It’s a big universe out there and we’ve uncovered only a tiny fraction of its secrets. We should keep digging because we never know what’s going to turn up.
I’ll pop up from vacation just to headdesk over people’s discomfort over the recent revelation that cats kill a lot of little creatures.
Um, they’re cats. Cats are predators. They have an instinct to kill. That instinct is impossible to surpress and shouldn’t be suppressed. Even the most domesticated cat can never be sure that their next meal is going to show up. Killing prey, even if they abandon it, keeps their skills sharp in case they ever need them. If they didn’t have this instinct, they would have gone extinct millions of years ago.
As I said on Twitter, if you want a small furry critter without a killer instinct, get a hamster.
I have to agree with this article on how people are using their televisions wrong.

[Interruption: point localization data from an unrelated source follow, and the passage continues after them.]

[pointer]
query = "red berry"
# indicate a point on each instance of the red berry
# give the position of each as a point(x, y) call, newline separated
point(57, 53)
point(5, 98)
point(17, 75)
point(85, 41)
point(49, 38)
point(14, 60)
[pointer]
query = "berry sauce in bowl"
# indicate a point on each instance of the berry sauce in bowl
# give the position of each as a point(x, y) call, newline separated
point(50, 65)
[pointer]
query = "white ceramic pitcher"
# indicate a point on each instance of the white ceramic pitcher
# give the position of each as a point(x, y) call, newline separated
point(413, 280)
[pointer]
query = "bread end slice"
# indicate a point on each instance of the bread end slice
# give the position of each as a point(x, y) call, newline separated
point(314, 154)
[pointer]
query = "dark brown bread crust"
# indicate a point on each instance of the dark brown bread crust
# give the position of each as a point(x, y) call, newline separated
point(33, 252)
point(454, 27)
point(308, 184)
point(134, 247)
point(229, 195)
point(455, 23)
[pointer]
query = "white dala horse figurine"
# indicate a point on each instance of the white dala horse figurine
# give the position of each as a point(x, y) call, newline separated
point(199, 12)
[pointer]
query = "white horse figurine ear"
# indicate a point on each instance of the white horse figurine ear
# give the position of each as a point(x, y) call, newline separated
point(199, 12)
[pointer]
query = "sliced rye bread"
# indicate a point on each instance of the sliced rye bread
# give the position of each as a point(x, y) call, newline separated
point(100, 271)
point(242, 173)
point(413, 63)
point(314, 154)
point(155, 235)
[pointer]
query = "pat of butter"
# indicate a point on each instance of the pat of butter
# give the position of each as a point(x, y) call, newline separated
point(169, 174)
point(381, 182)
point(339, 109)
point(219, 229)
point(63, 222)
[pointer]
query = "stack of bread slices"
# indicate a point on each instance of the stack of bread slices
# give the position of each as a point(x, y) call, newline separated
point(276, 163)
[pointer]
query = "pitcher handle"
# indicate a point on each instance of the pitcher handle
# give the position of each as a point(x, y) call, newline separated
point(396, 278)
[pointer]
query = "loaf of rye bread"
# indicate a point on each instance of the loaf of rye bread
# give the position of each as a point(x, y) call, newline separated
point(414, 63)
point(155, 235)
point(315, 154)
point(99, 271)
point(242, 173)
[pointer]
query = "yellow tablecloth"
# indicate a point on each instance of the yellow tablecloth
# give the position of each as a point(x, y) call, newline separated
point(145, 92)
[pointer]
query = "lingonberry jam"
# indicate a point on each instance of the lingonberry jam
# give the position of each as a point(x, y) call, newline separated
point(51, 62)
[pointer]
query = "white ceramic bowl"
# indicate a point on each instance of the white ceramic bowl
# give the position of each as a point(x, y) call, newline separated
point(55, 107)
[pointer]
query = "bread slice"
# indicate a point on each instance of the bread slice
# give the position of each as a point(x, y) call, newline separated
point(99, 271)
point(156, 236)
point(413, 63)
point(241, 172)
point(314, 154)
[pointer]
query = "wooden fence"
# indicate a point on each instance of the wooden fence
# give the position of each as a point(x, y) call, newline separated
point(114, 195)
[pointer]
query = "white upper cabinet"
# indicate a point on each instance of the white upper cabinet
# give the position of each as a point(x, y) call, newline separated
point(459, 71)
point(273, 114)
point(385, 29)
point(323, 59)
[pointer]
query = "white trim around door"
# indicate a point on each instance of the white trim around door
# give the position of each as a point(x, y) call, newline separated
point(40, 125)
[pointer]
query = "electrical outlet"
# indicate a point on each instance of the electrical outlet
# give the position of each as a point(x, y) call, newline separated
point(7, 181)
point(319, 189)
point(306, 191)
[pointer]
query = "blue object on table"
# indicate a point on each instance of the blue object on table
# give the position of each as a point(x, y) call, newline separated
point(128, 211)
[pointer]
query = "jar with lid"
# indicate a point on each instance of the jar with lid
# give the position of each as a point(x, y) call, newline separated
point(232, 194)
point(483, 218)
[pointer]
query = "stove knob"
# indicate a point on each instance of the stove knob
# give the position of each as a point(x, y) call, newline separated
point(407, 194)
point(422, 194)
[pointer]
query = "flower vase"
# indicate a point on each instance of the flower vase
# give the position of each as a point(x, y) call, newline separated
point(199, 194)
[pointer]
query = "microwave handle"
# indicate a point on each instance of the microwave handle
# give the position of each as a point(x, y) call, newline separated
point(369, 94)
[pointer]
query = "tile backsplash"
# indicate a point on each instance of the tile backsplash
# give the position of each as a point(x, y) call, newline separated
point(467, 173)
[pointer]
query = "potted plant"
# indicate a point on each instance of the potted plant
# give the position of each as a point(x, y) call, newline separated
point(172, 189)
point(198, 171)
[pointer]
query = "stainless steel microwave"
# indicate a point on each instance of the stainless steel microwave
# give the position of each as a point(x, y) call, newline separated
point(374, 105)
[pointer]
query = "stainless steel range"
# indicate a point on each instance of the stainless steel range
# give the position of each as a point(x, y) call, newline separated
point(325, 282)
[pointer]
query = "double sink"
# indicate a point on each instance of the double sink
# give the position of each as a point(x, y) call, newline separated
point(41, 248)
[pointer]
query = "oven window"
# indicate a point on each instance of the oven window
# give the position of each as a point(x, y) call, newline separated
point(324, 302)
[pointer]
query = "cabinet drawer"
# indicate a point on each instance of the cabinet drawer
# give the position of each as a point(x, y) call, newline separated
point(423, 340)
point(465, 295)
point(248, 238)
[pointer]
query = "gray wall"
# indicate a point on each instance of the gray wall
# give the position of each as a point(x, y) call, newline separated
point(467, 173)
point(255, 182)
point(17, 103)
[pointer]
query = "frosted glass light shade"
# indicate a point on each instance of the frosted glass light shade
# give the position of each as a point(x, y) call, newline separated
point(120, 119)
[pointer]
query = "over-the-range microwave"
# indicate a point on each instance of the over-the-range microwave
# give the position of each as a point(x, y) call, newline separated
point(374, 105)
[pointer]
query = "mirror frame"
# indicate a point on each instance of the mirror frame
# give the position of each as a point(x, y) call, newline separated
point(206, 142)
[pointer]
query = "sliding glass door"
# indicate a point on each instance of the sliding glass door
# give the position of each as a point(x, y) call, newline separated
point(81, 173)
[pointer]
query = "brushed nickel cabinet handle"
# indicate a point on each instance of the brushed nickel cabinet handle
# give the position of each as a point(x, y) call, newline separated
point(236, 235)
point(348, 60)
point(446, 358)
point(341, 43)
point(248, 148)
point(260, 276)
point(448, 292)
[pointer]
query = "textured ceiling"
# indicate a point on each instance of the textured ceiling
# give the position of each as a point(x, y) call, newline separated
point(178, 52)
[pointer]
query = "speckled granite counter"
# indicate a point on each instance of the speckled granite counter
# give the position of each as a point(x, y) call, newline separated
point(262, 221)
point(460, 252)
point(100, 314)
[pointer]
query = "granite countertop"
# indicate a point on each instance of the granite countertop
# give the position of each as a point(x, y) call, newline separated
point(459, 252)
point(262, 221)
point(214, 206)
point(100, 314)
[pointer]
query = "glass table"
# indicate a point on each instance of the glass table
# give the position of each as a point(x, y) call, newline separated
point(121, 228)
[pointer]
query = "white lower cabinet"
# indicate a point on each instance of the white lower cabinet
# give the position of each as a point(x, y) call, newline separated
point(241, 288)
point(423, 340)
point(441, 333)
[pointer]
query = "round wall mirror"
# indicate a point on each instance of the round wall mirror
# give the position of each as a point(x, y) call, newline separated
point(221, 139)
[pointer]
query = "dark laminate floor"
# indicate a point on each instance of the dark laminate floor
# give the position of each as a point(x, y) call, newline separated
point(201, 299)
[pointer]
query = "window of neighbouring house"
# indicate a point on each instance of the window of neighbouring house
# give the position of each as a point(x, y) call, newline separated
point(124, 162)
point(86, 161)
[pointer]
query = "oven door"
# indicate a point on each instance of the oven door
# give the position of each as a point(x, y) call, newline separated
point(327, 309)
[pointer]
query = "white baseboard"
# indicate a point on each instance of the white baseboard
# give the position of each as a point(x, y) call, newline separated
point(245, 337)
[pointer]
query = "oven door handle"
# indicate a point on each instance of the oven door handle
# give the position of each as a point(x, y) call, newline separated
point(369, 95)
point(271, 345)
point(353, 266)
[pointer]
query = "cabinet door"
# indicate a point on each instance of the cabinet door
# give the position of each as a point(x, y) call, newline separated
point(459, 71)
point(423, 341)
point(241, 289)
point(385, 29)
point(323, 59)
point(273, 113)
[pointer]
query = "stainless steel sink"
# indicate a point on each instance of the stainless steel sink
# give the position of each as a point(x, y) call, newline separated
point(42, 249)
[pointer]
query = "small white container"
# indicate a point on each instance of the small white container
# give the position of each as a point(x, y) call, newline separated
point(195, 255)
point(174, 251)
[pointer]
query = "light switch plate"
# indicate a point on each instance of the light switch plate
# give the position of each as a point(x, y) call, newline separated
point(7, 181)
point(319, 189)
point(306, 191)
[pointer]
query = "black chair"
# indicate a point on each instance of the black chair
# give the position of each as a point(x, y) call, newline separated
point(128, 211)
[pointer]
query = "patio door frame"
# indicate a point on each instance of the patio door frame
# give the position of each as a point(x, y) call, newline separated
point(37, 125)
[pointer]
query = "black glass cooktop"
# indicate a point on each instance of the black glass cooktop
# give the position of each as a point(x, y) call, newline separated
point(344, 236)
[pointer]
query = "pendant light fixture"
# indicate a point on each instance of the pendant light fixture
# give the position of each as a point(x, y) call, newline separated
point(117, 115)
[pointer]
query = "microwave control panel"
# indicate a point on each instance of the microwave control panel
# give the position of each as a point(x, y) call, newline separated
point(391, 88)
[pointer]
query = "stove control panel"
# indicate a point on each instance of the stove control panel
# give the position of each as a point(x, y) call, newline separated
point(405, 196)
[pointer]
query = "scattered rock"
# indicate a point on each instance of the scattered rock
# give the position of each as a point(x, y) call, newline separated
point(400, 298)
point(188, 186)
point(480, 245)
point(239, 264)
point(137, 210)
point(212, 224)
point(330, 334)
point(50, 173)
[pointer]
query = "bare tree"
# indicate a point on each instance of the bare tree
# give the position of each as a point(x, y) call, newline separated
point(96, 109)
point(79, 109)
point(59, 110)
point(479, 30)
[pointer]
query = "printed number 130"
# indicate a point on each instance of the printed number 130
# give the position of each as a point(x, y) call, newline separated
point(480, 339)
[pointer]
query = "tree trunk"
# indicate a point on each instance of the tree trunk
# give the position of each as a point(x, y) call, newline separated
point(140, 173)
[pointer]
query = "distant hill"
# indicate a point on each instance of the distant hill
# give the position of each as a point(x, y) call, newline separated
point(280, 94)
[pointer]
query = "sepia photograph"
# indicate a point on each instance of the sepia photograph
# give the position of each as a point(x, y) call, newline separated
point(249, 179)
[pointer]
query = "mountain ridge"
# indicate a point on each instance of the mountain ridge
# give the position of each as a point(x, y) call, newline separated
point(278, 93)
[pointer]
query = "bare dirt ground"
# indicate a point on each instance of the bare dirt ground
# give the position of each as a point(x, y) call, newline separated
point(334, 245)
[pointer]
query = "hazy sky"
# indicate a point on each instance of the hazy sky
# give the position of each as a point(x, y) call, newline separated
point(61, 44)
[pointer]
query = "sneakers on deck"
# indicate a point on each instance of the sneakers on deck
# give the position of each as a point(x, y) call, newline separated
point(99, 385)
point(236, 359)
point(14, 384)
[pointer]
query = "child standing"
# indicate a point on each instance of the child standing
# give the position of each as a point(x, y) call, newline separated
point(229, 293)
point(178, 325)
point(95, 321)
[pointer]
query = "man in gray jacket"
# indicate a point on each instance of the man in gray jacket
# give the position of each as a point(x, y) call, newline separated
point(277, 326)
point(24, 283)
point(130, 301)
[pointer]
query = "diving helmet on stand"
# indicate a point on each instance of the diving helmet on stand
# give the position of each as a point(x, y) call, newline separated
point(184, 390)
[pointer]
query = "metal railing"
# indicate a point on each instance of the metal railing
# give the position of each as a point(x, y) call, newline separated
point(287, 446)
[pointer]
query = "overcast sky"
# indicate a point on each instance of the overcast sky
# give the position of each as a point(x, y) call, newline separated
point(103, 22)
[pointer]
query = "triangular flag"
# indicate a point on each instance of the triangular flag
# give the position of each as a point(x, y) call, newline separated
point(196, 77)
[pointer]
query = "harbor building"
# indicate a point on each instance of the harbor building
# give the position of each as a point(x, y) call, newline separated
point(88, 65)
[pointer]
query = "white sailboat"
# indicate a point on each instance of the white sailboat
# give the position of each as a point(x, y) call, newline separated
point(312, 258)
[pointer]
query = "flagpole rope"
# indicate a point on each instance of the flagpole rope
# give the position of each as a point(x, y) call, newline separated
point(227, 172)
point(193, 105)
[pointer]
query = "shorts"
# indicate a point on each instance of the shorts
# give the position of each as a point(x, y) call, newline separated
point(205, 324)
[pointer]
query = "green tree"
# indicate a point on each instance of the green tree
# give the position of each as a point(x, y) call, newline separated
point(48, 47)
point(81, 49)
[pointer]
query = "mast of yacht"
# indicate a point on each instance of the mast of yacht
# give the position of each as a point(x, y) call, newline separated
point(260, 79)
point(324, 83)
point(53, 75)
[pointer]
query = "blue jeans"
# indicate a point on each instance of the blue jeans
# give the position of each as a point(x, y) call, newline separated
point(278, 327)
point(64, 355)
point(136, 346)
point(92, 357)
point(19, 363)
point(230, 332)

It’s distressing to think that a generation of Americans may grow up not knowing how movies are supposed to look. Oh, well, I guess they’re already growing up not knowing how an action scene is supposed to be filmed.
I’m doing more long-form posting of links I care to comment on. But here’s a few I don’t have time for.
I’ve actually thought for some time that the only way to colonize Mars would be to send people there on a one-way trip. Of course, you have to face the brutal reality that those who go are very likely to die in the attempt. Mars is not where we evolved and its environment is almost certain to have unknown hazards. But the back-and-forth business is simply not going to work.
In the end, I think Heinlein was right: space will be colonized by people we decide we’d rather dump off on another planet and let survive on their own. That’s how the Western World colonized the Americas and Australia. You combine some eccentric billionaires and an opportunity to get rid of political/racial/religious undesirables and we’ll spread through the Solar System in no time.